Marketability Discount

Another factor to be considered in valuing closely held companies is the marketability of an interest in such businesses. Marketability is defined as the ability to convert the business interest into cash quickly, with minimum transaction and administrative costs, and with a high degree of certainty as to the amount of net proceeds. There is usually a cost and a time lag associated with locating interested and capable buyers of interests in privately-held companies, because there is no established market of readily-available buyers and sellers.

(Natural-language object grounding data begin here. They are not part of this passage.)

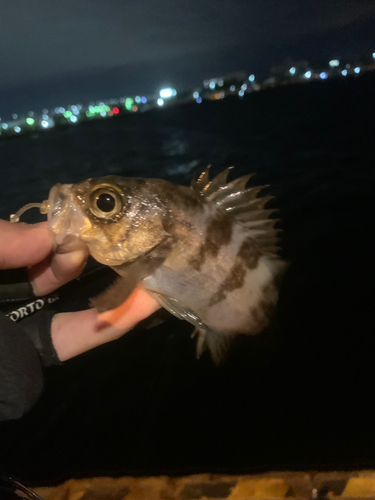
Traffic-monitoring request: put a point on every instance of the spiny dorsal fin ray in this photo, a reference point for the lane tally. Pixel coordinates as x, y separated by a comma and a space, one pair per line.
203, 181
241, 203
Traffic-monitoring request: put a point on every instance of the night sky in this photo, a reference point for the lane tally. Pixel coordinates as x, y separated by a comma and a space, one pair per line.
59, 52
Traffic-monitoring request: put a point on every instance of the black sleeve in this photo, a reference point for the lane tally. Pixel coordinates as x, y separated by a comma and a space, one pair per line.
24, 347
21, 379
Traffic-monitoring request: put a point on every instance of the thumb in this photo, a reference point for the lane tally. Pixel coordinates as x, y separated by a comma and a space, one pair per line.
23, 245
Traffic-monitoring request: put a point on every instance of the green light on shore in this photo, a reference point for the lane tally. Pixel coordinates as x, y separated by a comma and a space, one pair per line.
129, 103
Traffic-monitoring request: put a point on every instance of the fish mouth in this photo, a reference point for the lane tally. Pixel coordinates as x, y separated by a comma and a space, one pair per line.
65, 218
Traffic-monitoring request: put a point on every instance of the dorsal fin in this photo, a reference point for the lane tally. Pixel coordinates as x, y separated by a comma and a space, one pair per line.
242, 204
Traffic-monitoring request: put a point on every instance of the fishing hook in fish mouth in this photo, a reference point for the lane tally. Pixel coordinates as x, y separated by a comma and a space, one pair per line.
43, 208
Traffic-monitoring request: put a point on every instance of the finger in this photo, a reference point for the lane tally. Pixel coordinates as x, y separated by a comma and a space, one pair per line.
78, 332
136, 308
23, 244
57, 270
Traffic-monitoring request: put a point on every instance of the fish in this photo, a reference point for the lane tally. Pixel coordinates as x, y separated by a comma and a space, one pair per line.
208, 252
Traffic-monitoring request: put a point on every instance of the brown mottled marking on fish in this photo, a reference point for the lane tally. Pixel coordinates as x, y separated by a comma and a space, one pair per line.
249, 253
234, 280
219, 233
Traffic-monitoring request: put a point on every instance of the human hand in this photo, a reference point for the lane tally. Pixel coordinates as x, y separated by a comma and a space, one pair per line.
72, 333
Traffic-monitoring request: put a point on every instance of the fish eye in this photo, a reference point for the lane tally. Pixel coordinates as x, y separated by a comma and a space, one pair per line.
105, 202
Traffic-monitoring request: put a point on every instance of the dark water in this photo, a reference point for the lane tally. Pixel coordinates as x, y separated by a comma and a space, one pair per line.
298, 397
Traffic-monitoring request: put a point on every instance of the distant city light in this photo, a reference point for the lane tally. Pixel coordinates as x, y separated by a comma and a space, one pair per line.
167, 93
334, 63
129, 103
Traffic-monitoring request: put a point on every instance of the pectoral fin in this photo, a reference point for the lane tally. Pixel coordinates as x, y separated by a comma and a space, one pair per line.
217, 343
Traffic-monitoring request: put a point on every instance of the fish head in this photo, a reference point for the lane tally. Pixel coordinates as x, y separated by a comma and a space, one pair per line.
119, 219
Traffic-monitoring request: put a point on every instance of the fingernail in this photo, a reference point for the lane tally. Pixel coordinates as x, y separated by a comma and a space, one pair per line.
75, 258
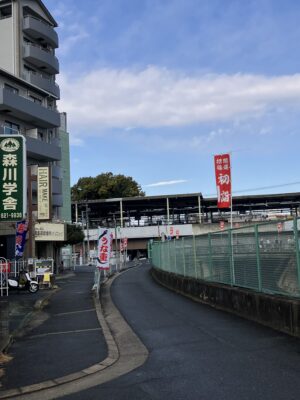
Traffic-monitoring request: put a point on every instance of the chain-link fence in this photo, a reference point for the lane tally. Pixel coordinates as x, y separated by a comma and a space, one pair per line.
263, 257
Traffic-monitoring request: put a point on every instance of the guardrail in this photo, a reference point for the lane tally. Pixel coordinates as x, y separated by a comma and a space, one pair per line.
263, 257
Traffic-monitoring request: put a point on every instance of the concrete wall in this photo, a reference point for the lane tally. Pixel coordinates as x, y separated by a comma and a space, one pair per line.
277, 312
6, 45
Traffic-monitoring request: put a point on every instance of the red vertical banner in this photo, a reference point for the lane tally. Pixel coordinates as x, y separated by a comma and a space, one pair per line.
223, 180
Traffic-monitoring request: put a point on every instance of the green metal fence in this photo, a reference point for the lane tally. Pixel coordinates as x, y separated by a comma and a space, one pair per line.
263, 257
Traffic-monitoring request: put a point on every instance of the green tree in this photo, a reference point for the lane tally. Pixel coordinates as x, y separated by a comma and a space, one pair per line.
106, 186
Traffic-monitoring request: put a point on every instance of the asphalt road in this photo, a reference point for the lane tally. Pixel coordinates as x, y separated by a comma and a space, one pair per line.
197, 352
63, 338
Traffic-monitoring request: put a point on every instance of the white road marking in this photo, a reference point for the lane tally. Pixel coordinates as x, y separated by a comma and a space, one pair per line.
64, 332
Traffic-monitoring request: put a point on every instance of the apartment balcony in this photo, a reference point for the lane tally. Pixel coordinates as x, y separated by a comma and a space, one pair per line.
27, 110
56, 171
39, 150
42, 82
41, 58
40, 30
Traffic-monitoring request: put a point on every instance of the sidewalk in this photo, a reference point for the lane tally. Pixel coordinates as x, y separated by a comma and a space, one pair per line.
62, 338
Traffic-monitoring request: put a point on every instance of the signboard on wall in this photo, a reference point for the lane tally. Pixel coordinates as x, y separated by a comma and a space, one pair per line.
43, 193
48, 231
12, 177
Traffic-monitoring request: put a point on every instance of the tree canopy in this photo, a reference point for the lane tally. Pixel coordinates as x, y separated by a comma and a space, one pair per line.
105, 186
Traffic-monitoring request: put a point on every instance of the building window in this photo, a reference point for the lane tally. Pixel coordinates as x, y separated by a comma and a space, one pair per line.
11, 89
40, 136
11, 129
5, 12
35, 99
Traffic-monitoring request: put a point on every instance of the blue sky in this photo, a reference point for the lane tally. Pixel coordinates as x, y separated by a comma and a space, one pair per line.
154, 88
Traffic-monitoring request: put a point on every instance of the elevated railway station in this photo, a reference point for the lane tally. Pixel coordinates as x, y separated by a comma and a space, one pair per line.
157, 217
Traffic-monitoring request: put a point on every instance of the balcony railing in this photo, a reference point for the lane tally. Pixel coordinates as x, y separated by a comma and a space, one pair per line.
38, 28
42, 81
41, 57
22, 107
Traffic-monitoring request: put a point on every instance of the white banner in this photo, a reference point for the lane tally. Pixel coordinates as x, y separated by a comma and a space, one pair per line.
104, 248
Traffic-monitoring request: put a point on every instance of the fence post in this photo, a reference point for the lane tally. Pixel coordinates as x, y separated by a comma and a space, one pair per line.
257, 258
210, 255
195, 255
296, 236
183, 254
175, 257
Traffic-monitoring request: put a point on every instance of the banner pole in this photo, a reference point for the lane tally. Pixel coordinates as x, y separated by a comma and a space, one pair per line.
230, 189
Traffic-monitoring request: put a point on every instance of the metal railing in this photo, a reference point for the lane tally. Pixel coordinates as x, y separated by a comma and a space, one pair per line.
264, 257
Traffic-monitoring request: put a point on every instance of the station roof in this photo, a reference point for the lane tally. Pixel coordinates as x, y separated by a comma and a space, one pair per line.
185, 203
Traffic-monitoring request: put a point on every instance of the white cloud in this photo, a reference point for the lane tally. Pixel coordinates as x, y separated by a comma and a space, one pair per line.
76, 141
158, 97
166, 183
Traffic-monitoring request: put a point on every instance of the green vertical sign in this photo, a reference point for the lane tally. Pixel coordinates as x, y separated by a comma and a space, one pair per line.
12, 177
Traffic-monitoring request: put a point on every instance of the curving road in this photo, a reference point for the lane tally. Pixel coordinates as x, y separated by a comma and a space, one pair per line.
197, 352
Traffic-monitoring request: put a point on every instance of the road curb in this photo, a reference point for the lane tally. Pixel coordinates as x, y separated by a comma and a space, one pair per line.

All other factors being equal, an interest in a publicly traded company is worth more because it is readily marketable. Conversely, an interest in a private-held company is worth less because no established market exists. The IRS Valuation Guide for Income, Estate and Gift Taxes, Valuation Training for Appeals Officers acknowledges the relationship between value and marketability, stating: “Investors prefer an asset which is easy to sell, that is, liquid.”

The discount for lack of control is separate and distinguishable from the discount for lack of marketability.

It is the valuation professional’s task to quantify the lack of marketability of an interest in a privately-held company. Because, in this case, the subject interest is not a controlling interest in the Company, and the owner of that interest cannot compel liquidation to convert the subject interest to cash quickly, and no established market exists on which that interest could be sold, the discount for lack of marketability is appropriate.

Several empirical studies have been published that attempt to quantify the discount for lack of marketability. These studies include the restricted stock studies and the pre-IPO studies. The aggregate of these studies indicate average discounts of 35% and 50%, respectively.